Fibroblasts maintain XIST expression in various passage and culture conditions. (A): Schematic for isolating fibroblasts after continuous culture. Some cells were passaged and analyzed at later passages. All cells were fluorescence‐activated cell‐sorted for double negative populations and analyzed using quantitative real‐time polymerase chain reaction for single‐cell gene expression. (B): Normalized log2Ex values for single female fibroblasts. All fibroblasts maintain XIST expression regardless of length of time in culture. (C): Percentage of single fibroblasts expressing XIST. No significant difference in percentage of XIST positive cells was detected in fibroblasts.
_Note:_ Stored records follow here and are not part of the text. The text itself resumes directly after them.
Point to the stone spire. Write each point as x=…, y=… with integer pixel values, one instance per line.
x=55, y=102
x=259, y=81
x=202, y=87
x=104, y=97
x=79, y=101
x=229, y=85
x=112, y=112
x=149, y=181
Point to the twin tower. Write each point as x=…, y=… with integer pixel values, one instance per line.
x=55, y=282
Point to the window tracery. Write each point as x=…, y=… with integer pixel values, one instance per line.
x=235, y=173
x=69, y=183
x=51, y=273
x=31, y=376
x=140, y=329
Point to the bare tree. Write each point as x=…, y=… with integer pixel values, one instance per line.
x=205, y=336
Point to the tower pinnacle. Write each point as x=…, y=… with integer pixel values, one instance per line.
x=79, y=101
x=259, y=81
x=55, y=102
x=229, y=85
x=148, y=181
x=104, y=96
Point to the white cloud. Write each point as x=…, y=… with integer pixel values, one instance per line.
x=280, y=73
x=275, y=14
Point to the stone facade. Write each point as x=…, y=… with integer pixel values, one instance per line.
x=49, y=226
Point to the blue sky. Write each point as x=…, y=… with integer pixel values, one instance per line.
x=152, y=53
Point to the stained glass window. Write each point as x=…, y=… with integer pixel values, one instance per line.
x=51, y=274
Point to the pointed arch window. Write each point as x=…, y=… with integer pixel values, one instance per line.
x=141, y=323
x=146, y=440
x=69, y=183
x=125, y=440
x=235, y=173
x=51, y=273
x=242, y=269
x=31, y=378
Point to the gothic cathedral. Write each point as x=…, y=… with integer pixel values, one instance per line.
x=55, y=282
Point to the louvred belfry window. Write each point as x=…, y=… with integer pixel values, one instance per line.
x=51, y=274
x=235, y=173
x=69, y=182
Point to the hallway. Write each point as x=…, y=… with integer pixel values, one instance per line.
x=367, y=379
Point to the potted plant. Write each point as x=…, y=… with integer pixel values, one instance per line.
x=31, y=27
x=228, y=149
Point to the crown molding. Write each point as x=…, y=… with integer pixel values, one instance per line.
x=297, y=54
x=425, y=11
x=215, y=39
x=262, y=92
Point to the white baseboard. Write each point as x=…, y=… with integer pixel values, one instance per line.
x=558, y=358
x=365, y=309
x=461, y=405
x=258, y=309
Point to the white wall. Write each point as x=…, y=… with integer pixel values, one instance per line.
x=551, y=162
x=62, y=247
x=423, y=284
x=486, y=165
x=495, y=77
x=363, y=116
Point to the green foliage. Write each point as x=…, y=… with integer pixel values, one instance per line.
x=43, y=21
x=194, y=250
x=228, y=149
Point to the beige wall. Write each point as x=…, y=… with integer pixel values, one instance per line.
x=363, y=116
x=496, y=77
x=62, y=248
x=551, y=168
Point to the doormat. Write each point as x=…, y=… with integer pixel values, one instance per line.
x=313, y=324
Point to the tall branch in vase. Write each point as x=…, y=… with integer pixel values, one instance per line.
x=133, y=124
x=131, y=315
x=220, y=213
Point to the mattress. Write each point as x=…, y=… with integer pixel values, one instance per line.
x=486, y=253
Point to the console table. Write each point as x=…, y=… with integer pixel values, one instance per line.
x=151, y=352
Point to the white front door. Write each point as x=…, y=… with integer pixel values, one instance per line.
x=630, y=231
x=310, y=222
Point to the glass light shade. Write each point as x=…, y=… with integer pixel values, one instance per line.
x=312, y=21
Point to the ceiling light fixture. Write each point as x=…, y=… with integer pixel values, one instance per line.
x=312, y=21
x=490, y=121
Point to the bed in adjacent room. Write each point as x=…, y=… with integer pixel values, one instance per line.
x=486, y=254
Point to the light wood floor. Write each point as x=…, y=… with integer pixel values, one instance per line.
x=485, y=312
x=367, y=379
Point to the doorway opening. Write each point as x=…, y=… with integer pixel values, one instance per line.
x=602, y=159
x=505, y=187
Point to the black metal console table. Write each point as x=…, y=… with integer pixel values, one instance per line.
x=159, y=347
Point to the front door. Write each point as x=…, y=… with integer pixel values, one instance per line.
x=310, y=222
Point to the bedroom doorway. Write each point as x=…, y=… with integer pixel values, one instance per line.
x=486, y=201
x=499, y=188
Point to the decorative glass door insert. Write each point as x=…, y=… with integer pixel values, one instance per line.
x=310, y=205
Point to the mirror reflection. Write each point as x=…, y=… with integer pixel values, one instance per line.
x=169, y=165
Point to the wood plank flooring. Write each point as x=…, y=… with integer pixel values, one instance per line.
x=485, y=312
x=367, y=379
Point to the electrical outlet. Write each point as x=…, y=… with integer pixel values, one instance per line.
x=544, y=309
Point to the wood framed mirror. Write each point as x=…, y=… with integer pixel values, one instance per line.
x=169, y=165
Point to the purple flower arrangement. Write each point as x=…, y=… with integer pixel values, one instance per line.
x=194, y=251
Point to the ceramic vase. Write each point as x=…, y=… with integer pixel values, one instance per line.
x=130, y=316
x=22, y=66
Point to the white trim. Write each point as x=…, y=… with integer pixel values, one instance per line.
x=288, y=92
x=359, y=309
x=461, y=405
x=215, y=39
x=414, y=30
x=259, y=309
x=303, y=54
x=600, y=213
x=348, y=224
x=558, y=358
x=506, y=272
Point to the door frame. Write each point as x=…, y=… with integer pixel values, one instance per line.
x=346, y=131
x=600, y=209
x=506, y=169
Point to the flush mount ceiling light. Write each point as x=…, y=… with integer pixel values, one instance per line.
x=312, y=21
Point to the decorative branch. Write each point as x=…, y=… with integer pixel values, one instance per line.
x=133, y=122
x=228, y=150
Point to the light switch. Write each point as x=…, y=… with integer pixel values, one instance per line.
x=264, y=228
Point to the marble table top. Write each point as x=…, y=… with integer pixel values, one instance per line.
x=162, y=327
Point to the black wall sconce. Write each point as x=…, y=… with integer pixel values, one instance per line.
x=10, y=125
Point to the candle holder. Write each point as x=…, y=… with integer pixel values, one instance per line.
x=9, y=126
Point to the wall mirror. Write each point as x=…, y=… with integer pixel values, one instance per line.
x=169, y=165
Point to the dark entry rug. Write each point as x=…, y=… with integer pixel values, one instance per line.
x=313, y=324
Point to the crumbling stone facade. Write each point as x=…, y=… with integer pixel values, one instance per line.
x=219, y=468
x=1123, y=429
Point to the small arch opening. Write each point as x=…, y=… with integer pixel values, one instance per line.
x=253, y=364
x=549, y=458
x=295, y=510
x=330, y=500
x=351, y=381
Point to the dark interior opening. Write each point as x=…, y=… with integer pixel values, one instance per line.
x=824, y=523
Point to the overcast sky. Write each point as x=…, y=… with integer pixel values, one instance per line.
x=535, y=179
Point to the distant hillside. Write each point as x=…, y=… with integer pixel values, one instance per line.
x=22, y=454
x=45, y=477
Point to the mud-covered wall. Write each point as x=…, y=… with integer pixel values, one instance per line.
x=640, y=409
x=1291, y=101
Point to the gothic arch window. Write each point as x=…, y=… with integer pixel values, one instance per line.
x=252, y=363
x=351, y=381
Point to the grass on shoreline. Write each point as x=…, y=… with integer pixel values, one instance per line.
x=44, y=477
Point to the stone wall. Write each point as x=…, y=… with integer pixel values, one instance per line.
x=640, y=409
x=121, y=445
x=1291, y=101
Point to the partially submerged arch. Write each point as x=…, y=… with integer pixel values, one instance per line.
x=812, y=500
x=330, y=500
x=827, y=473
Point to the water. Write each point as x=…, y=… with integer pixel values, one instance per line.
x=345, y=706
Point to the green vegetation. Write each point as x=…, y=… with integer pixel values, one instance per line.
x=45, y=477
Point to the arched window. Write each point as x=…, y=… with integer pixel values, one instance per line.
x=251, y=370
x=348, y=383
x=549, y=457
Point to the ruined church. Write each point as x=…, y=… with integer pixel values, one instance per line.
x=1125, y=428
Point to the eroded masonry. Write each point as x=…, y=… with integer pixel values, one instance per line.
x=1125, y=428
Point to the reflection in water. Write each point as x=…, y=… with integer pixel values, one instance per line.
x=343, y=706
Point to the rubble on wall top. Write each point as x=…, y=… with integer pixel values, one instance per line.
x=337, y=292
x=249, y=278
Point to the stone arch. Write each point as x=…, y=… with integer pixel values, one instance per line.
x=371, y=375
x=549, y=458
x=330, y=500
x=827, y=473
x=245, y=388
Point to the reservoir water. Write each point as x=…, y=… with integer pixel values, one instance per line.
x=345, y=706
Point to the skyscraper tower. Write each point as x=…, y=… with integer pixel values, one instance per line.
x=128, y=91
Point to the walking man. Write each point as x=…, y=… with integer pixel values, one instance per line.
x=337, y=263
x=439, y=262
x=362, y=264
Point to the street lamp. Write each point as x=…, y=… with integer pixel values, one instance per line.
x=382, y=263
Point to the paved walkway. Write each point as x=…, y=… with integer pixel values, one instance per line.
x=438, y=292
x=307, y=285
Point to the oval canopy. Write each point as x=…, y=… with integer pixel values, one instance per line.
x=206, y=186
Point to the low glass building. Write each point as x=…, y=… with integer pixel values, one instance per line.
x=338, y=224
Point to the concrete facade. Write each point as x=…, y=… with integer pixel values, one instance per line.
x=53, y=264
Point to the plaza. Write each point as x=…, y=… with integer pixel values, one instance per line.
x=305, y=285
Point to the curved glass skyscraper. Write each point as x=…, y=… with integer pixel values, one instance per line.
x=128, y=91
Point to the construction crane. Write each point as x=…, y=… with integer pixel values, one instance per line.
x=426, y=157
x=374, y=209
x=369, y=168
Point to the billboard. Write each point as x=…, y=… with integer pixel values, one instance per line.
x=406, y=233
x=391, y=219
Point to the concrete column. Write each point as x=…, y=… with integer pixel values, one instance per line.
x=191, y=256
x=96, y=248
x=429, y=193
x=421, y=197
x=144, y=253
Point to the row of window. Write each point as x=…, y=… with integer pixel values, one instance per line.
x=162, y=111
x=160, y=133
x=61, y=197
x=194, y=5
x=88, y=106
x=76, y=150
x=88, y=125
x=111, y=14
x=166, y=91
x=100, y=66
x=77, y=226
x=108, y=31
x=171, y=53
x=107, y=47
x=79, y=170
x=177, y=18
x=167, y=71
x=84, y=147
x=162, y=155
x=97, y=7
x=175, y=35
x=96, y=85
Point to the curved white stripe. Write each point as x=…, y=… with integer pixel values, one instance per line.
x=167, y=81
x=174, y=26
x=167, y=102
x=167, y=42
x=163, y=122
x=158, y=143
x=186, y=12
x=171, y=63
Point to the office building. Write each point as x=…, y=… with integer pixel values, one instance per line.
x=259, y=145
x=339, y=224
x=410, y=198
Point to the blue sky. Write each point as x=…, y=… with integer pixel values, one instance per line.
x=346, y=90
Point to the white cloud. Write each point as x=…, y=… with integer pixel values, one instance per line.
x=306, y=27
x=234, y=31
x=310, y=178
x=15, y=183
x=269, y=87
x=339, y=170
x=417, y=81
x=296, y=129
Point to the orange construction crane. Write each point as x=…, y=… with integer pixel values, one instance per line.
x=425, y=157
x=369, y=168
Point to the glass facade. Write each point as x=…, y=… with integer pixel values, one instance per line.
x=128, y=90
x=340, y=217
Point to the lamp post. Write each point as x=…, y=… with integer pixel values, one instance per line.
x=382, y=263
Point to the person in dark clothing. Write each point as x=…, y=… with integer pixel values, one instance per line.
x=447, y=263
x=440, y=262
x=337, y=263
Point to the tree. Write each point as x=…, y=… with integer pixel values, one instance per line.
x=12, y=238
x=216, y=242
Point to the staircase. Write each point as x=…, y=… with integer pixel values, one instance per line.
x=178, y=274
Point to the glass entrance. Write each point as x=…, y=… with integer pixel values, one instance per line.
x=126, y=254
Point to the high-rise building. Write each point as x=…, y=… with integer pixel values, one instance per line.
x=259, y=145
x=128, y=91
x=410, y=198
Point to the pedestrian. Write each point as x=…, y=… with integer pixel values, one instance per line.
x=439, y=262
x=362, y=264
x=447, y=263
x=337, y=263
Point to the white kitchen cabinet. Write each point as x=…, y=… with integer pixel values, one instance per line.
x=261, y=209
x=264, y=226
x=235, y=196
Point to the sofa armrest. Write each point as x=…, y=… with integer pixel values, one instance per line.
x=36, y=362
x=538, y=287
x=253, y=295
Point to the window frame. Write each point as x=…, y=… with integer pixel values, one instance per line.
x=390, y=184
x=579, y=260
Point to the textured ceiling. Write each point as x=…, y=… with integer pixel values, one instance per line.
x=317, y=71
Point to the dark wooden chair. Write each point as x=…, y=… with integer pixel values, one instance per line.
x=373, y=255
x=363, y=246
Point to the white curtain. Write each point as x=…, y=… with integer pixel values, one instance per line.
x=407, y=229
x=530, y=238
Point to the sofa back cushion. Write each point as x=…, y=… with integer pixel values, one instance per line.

Fisher test was used to determine whether groups were statistically different. (D): RNA fluorescence in situ hybridization for XIST in female fetal fibroblasts. Abbreviation: DAPI, 4′,6‐diamidino‐2‐phenylindole.

Figure 5

X‐linked gene expression varies with XIST expression. Density plot for each of four X‐linked genes from fetal and adult iPSCs were plotted with XIST+ populations (light red) and XIST‐ populations (black) separated. In adult iPSCs, there is an increase in the overall mean of silenced genes in the XIST− population (A) while the difference in means of pseudoautosomal genes is almost zero (B). However, in fetal iPSCs, ATRX does not behave as expected (A) and there is a significant difference in one of the pseudoautosomal genes, CD99 (B). p values for the differences in means was calculated using a t test (C). Abbreviation: iPSCs, induced pluripotent stem cells.